Kyrylo Matvyeyev

Personal information
- Full name: Kyrylo Olehovych Matvyeyev
- Date of birth: 22 June 1996 (age 29)
- Place of birth: Donetsk, Ukraine
- Height: 1.80 m (5 ft 11 in)
- Position: Left winger

Team information
- Current team: Lok Stendal
- Number: 21

Youth career
- 2009–2013: Shakhtar Donetsk

Senior career*
- Years: Team / Apps / (Gls)
- 2013–2015: Metalurh Donetsk / 0 / (0)
- 2015–2016: Stal Dniprodzerzhynsk / 0 / (0)
- 2016–2018: Arsenal Kyiv / 41 / (0)
- 2018–2019: Mariupol / 0 / (0)
- 2019: Strand 08 / 4 / (0)
- 2019–2020: Phönix Lübeck / 13 / (1)
- 2020–2022: Yarud Mariupol / 35 / (3)
- 2022–: Lok Stendal / 12 / (3)

= Kyrylo Matvyeyev =

Ukrainian footballer

Kyrylo Olehovych Matvyeyev (Кирило Олегович Матвєєв; born 22 June 1996) is a Ukrainian professional footballer who plays as a left winger for Lok Stendal.

==Career==
Matvyeyev is a product of the Shakhtar Donetsk academy.
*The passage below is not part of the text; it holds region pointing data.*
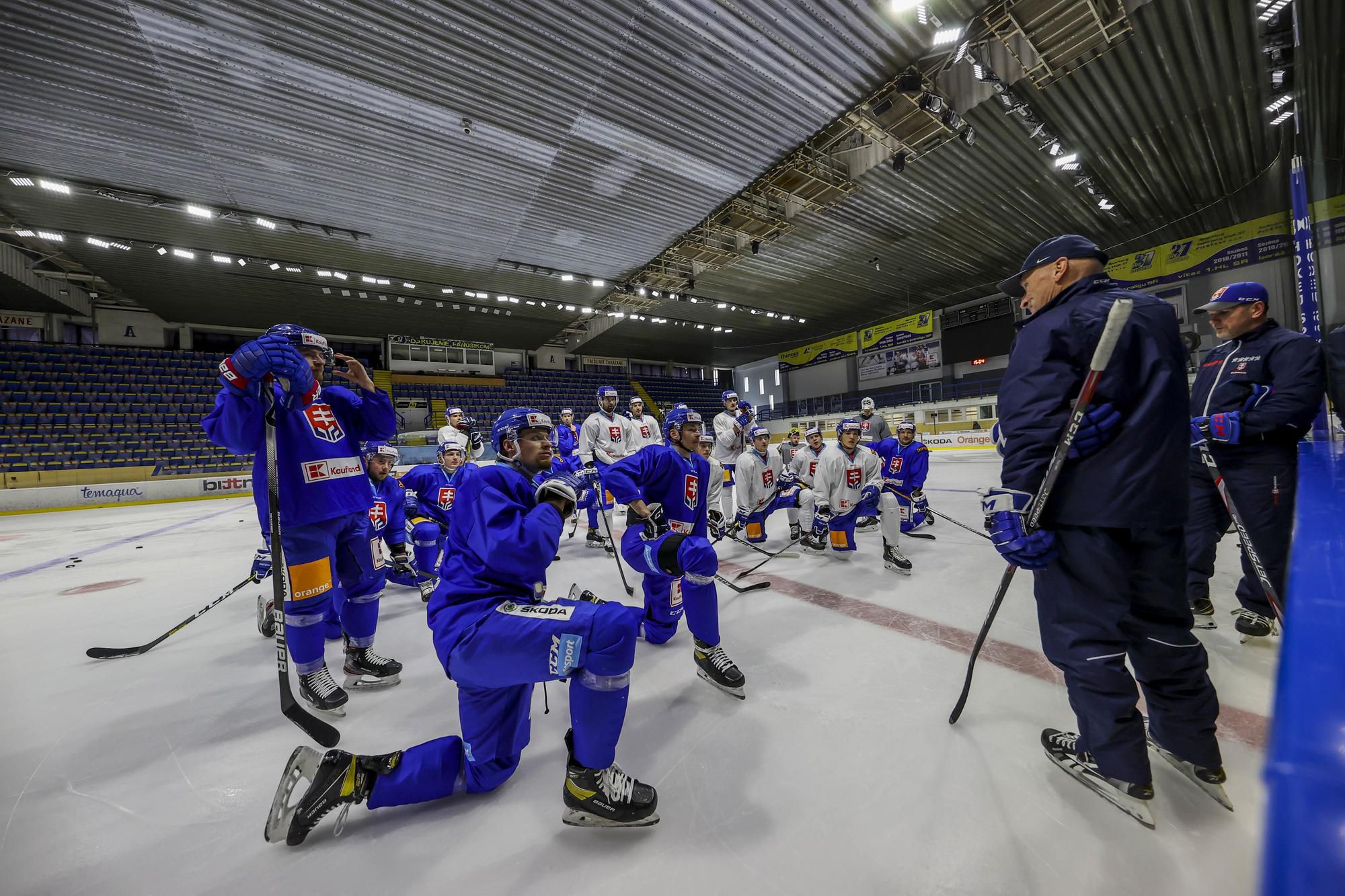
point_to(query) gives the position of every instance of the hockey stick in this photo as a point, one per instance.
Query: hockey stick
(779, 553)
(1243, 534)
(757, 585)
(974, 532)
(114, 653)
(311, 725)
(1102, 356)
He spent his career as a player for FC Metalurh Donetsk and FC Stal in the Ukrainian Premier League Reserves, but never made a debut in the Ukrainian Premier League. In July 2016 he signed a contract with the Ukrainian First League's team FC Arsenal Kyiv.

==Personal life==
Matvyeyev is a son of the retired Ukrainian professional footballer Oleh Matvyeyev.